As a business owner – or a compliance manager who reports to a business owner – you may be hoping that all must-dos for the Affordable Care Act (ACA) would just go away. With so much talk all along about repeals and because the recent federal budget deal did just repeal one (small) part of the employer mandate, you are sure that, if you wait long enough, it won't really affect your business.
That is not the case.
Waiting for a repeal or waiting on the IRS to grant additional relief for employer reporting responsibility under the ACA is not an option - you need to be prepared to comply with the tax provisions of the law.
Remember: The IRS is the ACA enforcer. So whatever your business decides to do about the coverage you have to offer, you still need to be prepared to tell the IRS – in a lot of monthly detail – what you are or aren’t offering.
The same way you can’t close your eyes and have ACA compliance responsibilities go away, you can’t close your eyes and be handed more time to get your compliance act together.
The original start date of the penalty-assessment period for the ACA employer mandate was January 1, 2013. That compliance date was pushed back – twice – to January 1, 2015, mostly because formats for the new IRS forms weren’t ready so employers couldn’t ready their information systems. The formats have been out for more than a year, so chances for another extension because of this reason are dim.
Another ACA grace period for employers also isn’t likely because the ACA individual mandate is already in effect. For Tax Year 2014, the penalty for someone showing on their individual tax return that they did not have health insurance was light: $95 per adult or 1% of their household income, whichever was higher. But this individual penalty is rising for 2015 and 2016! With individuals being able to avoid those penalties by either getting coverage through their employer or on an exchange, the employer piece of the ACA enforcement puzzle needs to be in place.
So, now you might be counting on the fact that government tends to move slowly, and that it will take the IRS a bit of time to enforce ACA compliance.
This, too, is not the case.
The IRS’s new ACA-specific processing system has cost more than $921.2 million in development. Enforcement of ACA compliance is the sole focus of the massive data clearinghouse known as the AIR (Affordable Care Act Information Returns) system.
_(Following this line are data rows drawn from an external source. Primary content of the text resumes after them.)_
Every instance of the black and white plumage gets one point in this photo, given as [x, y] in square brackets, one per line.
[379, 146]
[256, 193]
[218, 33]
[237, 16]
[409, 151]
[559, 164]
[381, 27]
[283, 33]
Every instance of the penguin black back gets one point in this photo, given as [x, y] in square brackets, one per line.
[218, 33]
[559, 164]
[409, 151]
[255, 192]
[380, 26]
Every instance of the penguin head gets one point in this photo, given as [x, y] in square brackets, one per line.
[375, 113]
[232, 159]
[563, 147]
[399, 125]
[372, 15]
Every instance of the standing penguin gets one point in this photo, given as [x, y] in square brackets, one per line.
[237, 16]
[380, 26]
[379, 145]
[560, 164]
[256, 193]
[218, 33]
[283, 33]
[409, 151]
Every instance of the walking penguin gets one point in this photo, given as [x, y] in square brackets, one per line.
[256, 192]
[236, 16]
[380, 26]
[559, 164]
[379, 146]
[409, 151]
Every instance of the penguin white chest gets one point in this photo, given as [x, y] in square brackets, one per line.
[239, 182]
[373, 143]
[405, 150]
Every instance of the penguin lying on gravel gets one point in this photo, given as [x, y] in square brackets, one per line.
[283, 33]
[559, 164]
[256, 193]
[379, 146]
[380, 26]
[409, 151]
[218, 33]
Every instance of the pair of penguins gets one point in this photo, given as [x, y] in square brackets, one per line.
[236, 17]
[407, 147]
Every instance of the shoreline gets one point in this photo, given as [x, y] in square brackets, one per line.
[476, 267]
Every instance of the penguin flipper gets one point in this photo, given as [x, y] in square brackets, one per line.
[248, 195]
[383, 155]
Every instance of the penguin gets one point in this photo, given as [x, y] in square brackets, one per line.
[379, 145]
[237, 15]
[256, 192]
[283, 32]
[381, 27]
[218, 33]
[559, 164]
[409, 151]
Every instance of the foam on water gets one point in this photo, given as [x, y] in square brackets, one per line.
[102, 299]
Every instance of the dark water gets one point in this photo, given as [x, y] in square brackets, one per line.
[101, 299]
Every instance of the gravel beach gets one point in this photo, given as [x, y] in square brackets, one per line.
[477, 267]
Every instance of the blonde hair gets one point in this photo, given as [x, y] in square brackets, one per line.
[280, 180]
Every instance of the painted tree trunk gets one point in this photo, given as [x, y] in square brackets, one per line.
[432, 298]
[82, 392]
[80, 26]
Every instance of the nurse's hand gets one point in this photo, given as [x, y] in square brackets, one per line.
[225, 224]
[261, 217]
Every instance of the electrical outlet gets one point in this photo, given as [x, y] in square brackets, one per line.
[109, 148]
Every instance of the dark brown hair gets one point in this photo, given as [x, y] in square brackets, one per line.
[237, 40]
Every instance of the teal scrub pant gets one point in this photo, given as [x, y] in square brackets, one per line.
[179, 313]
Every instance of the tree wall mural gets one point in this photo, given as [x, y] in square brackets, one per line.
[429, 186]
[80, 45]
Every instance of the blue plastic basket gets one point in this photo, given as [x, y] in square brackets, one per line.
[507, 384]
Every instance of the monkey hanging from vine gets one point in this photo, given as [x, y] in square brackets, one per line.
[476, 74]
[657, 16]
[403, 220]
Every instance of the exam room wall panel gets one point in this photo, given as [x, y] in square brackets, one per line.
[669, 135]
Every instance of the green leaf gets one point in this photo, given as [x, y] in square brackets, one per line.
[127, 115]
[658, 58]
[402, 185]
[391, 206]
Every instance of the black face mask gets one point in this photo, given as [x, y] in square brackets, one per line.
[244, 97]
As the AIR system cross-references data feeds from insurance companies, the exchanges, individuals and employers, penalties for ACA returns showing non-compliance will come quickly to individuals and employers.
Keep in mind that when parts of the Affordable Care Act were being put together in 2009, the U.S. deficit was at its highest since 1945. So crafting of this legislation centered on not worsening the deficit. A funding mechanism was, therefore, built in. As part of that ACA funding mechanism, the IRS will, according to the Office of Management and Budget, need to collect $15 billion a year in employer penalties over the next 10 years.
The new IRS forms for ACA compliance are due to employees and the IRS at the same time as W-2s. A fully insured business that does not give every full-time employee a Form 1095-C and then send copies of these forms with the IRS under a Form 1094-C will face a non-filing penalty of $500 per required return. A self-insured business that does not give every covered employee, regardless of their full-time status, a form documenting their coverage faces the same non-filing penalty.
To use government lingo, just as you cannot – without financial consequences – “willfully ignore” producing W-2 forms and filing their copies with the Social Security Administration, you now cannot “willfully ignore” producing 1095-C forms and filing their copies with the IRS.
These penalties cannot be deducted as business expenses.
The incentive to be compliant is easy to see. And with the first of these new employee forms due February 1, 2016, the pressure to understand how to produce these forms is easy to feel.